![What will be the impact of Trump’s trade war? | Explained](https://th-i.thgim.com/public/incoming/gn7hju/article69191239.ece/alternates/LANDSCAPE_1200/Trump_USAID_Russia_Belarus_39870.jpg)
What will be the impact of Trump’s trade war? | Explained
The Hindu
US President Donald Trump's tariff plan to curb illegal migration and drugs sparks global trade tensions, risking inflation and economic growth.
The story so far: U.S. President Donald Trump has sought to deliver, in the early days of his second term in office, on his most vociferous campaign promise — to slap a range of the U.S.’s trading partners with significant tariffs in a bid to tamp down on undocumented migrant and illicit drug inflows, while presumably incentivising companies to favour creating jobs on U.S. soil. His administration’s initial action in the space, to use executive orders to impose a 25% tariff on Canadian and Mexican goods and a 10% tax on energy products from Canada and a wide range of goods from China, roiled stock markets across the world, especially in Asia.

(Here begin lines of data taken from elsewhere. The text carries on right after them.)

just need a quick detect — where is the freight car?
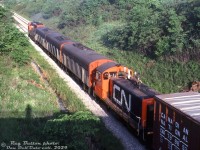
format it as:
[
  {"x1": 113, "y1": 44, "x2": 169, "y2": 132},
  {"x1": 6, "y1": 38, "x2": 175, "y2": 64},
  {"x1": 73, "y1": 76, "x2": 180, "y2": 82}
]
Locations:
[
  {"x1": 28, "y1": 22, "x2": 200, "y2": 149},
  {"x1": 153, "y1": 92, "x2": 200, "y2": 150}
]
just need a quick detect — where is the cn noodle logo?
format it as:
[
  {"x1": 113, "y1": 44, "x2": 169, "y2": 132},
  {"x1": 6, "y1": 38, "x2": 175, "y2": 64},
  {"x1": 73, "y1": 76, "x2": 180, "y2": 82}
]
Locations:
[{"x1": 113, "y1": 84, "x2": 131, "y2": 112}]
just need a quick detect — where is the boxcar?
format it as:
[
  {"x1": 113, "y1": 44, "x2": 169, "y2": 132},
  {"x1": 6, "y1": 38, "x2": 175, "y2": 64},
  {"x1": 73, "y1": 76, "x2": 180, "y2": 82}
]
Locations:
[{"x1": 153, "y1": 92, "x2": 200, "y2": 150}]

Editorial | Tariff turmoil: on Trump and punishing tariffs on trade
As Beijing vowed to file a lawsuit with the World Trade Organization against the U.S. for “wrongful practice” and Ottawa and Mexico City announced plans for retaliatory tariffs, Mr. Trump appeared to back down from his position. Following discussions with Mexican President Claudia Sheinbaum and Canadian officials, Mr. Trump said the White House had agreed to “pause” the tariff action for a month in the wake of Mexico committing 10,000 National Guard troops to man its northern border and a longer-term bilateral deal in the works. Similarly, a 30-day pause on tariff action would be applied to Canada given its Prime Minister Justin Trudeau’s commitment to “work together” as his government sought to appoint “a fentanyl czar, list Mexican cartels as terrorist groups and launch a Canada-U.S. Joint Strike Force to combat organised crime, fentanyl and money laundering.”
While the tariffs on Chinese goods are in force, Mr. Trump temporarily exempted small-value packages imported from there after the U.S. postal service was plunged into chaos as it struggled to deal with new regulations.
Although in the traditional macroeconomic policy context, tariffs are imposed to rectify trade imbalances due to artificial price barriers, the justification given by the Trump White House for their tariff plan was that it would address the “national emergency” resulting from “the extraordinary threat posed by illegal aliens and drugs, including deadly fentanyl.”
This expansive reasoning for imposing tariffs across the board potentially risks blowback from other nations’ inevitable retaliatory tariffs. The resulting trade war could seriously dampen world trade at a precarious time for global economic growth prospects. The irony is that escalating tit-for-tat tariffs will likely exert strong upward pressure on the prices that U.S. consumers pay for imported products, and ignite a broader inflationary trend through higher input prices across industries.
The second cause for concern of the Trump administration’s tariff plan is that it tacitly endorses the weaponisation of tariffs as a countermeasure against unrelated inter-country disputes — in this case the inflow of unsanctioned migration and illegal drugs — rather than rely on traditional law enforcement activity to ensure less porous borders.